The Curmudgeon


Tuesday, November 29, 2016

The Party of Working People Who are Properly Thankful for What's Put in Front of Them

Having hurriedly abandoned her more or less sane pledges on corporate governance, presumably in order to make room for her government's ever more loony gyrations over Europe, Mad Tessie has dispatched her Secretary of State for Profiteering and Fat-Cat Strokage to explain how not keeping a promise is, as the Liberal Democrats might say, really much the same as keeping it, actually. Rather than placing employee representatives on corporate boards, the Government now wishes merely to ensure that workers have a voice, without bothering too much over forcing anyone to listen who might have better things to do, and provided that the voice keeps a properly respectful tone and doesn't say anything silly like Please, sir, I want some more. The favoured proposal seems to be for a non-executive director with an explicit obligation to lecture the proles and hold meetings, which is certainly the sort of radical shake-up that will deter future Philip Greens from excessive additions to the yacht collection. The present system, said Mad Tessie's flunkey, "has been a successful system which has had the confidence of business around the world." To the flunkey's credit, the use of the pluperfect at least demonstrates a welcome if subtle acknowledgement of the confidence business around the world now has, and is likely to go on having, thanks to the Government's blundering Brexit and flatulent Foreign Secretary.
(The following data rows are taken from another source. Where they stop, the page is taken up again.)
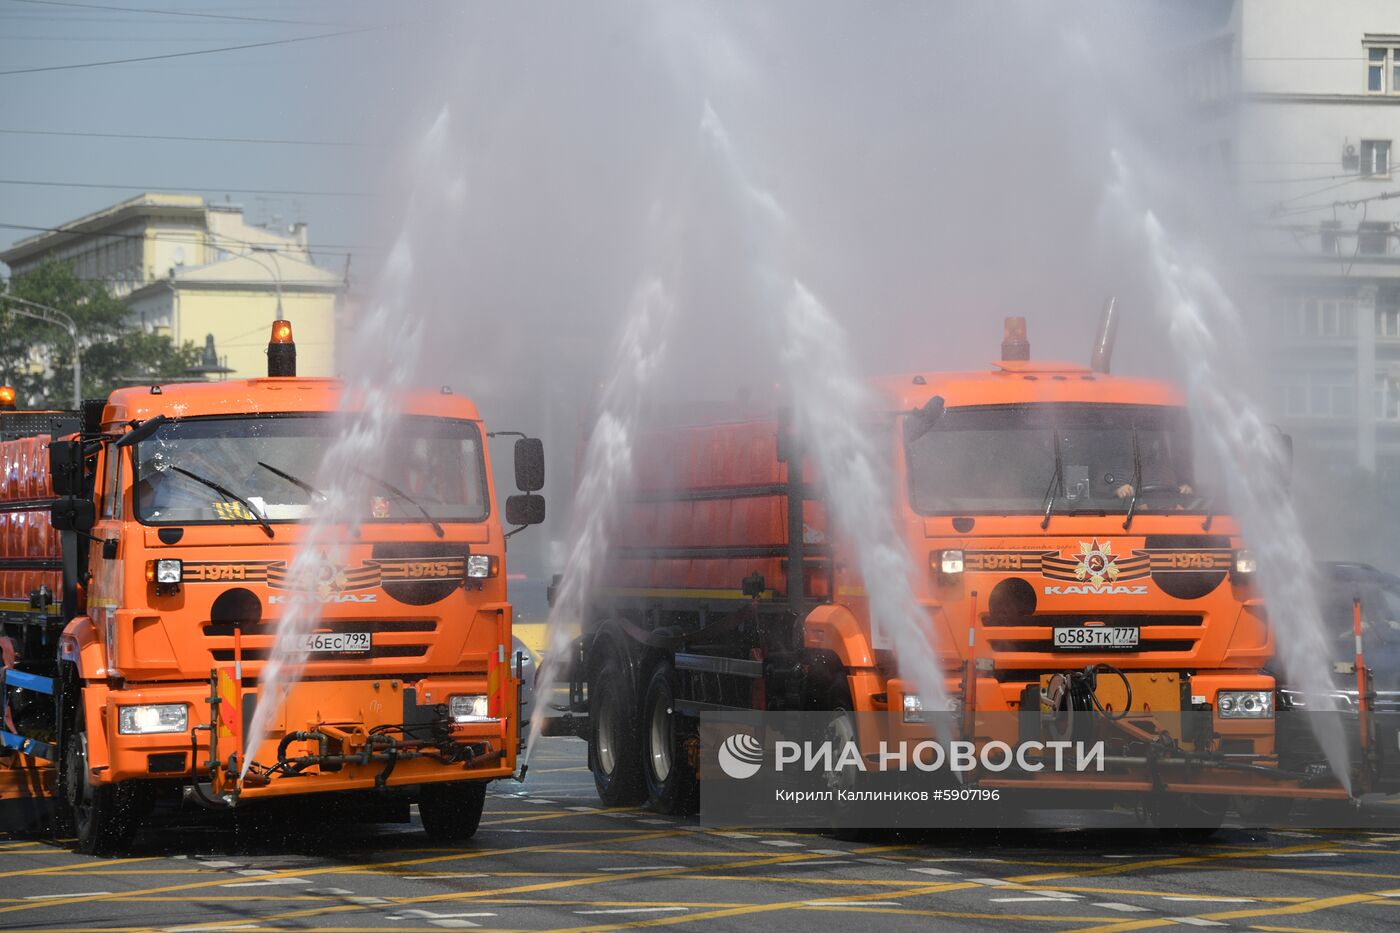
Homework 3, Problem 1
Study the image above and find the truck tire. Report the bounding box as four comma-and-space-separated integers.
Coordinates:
1154, 793, 1226, 841
62, 702, 142, 855
822, 681, 871, 842
641, 661, 697, 815
419, 780, 487, 842
589, 649, 645, 806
  • At 1:44 am , Anonymous Anonymous said...

    Simply wonderful! I have not seen the word "pluperfect" in a written piece since about 1967. It needs to be updated though, what emoji would suffice do you think?

  • At 8:00 pm , Blogger Philip said...

    I'm not sure that even now we have degenerated sufficiently for emojis to substitute for compound verbs. Perhaps in a year or two, when history and the future have both been formally abolished and all dialogue is therefore carried out in the present tense, the time will be right.